SNOW HILL — Investigations into accounts of voter suppression during the last Snow Hill election in May have been transferred to Somerset County State’s Attorney Daniel W. Powell, despite the protests of the man bringing the claims.
“We would have preferred that our State’s Attorney investigated the matter,” said Edward S. Lee, a member of the Snow Hill Circle of Leaders who is spearheading the request for an investigation.
Lee asserted that the “outcome of this decision could have statewide implications” and should have been handled by someone familiar with the area that is also known by the community.
“I do not know the State’s Attorney in Somerset County; I do not know what he stands for or his beliefs,” said Lee.
Lee has accused Snow Hill’s recently-elected Mayor Charlie Dorman of “voter suppression” including stuffing campaign literature into absentee ballots, unauthorized surveillance of voters and intercepting and interfering with leaflets from a local church and using them to self-promote his bid at election.
For his part, Dorman declined to comment on Lee’s accusations at the time, only saying that he was willing to wait for the investigation to “run its course” and doesn’t expect any wrongdoing to be confirmed.
“When it comes back it will prove, I’ve done nothing wrong,” Dorman said.
Before winding up in Powell’s hands over in Somerset County, exactly who would head the investigation seemed uncertain.
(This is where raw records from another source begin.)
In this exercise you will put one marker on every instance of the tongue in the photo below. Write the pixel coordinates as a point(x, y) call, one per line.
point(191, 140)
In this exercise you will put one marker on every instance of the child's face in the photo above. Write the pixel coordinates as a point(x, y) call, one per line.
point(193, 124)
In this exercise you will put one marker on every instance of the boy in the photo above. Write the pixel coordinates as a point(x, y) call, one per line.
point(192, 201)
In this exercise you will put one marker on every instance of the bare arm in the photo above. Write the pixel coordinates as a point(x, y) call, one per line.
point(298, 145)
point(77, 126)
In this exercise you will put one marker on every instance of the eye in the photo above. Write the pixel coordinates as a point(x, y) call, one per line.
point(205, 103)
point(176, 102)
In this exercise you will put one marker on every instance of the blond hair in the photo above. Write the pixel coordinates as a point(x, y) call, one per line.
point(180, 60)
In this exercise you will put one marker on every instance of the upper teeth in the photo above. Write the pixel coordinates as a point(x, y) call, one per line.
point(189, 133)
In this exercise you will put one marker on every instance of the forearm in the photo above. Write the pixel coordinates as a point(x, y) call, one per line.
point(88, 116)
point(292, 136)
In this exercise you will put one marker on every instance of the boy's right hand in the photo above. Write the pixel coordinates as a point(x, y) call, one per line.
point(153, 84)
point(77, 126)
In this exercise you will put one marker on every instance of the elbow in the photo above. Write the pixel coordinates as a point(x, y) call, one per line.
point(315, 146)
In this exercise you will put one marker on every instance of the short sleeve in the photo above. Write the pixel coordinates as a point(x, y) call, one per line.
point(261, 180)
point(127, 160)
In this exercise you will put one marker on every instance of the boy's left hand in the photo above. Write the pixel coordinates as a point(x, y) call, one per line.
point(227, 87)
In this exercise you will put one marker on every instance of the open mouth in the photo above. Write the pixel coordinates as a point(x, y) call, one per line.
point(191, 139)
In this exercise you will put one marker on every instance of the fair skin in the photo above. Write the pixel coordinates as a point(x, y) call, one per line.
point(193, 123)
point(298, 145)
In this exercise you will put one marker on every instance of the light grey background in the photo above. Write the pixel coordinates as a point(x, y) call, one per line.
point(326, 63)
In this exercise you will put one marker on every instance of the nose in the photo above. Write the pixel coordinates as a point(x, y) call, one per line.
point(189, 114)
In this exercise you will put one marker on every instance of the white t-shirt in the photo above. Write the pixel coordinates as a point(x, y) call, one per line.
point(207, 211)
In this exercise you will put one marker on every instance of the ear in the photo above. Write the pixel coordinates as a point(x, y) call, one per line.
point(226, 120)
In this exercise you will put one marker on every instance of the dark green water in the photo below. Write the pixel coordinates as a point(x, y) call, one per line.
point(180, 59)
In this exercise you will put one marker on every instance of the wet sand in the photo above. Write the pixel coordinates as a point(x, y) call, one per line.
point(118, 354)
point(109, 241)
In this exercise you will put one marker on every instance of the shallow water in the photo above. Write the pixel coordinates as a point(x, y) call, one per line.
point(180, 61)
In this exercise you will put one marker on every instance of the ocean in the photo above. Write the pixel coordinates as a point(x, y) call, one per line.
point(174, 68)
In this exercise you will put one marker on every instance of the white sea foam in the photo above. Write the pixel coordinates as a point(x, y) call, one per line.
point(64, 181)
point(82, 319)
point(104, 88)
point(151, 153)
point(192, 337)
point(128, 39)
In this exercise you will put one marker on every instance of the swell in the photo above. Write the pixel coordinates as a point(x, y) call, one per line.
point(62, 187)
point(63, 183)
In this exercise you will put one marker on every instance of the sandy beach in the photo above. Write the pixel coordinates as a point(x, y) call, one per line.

While Worcester County State’s Attorney Beau Oglesby would appear the most likely to have purview over a case in Snow Hill, he took the position that he did not have jurisdiction and forwarded the issue onto Emmet C. Davitt, Maryland State Prosecutor.
After that move, the investigation stalled in limbo for weeks. At first, Davitt’s office reported never receiving the request to investigate. Eventually, Maryland Attorney General Doug Gansler was brought into the mix.
“Mr. Lee has contacted the office and we have made inquiries to see where the matter stands,” confirmed David Paulson, a spokesman for the Attorney General’s Office.
Several weeks after Gansler was contacted, Davitt’s office came to the conclusion that because it concerned a municipal election matter, the onus to investigate actually does fall on Oglesby.
With the case back on the Eastern Shore, Oglesby felt his office should not be taking point in the matter. Powell confirmed that Oglesby asked his office to probe the matter and that it will soon begin.
Though the investigation shows every sign of moving forward, Lee is not happy that it has left Worcester.
“The committee feels that any prosecutor will face the same pressures as Mr. Oglesby,” Lee said.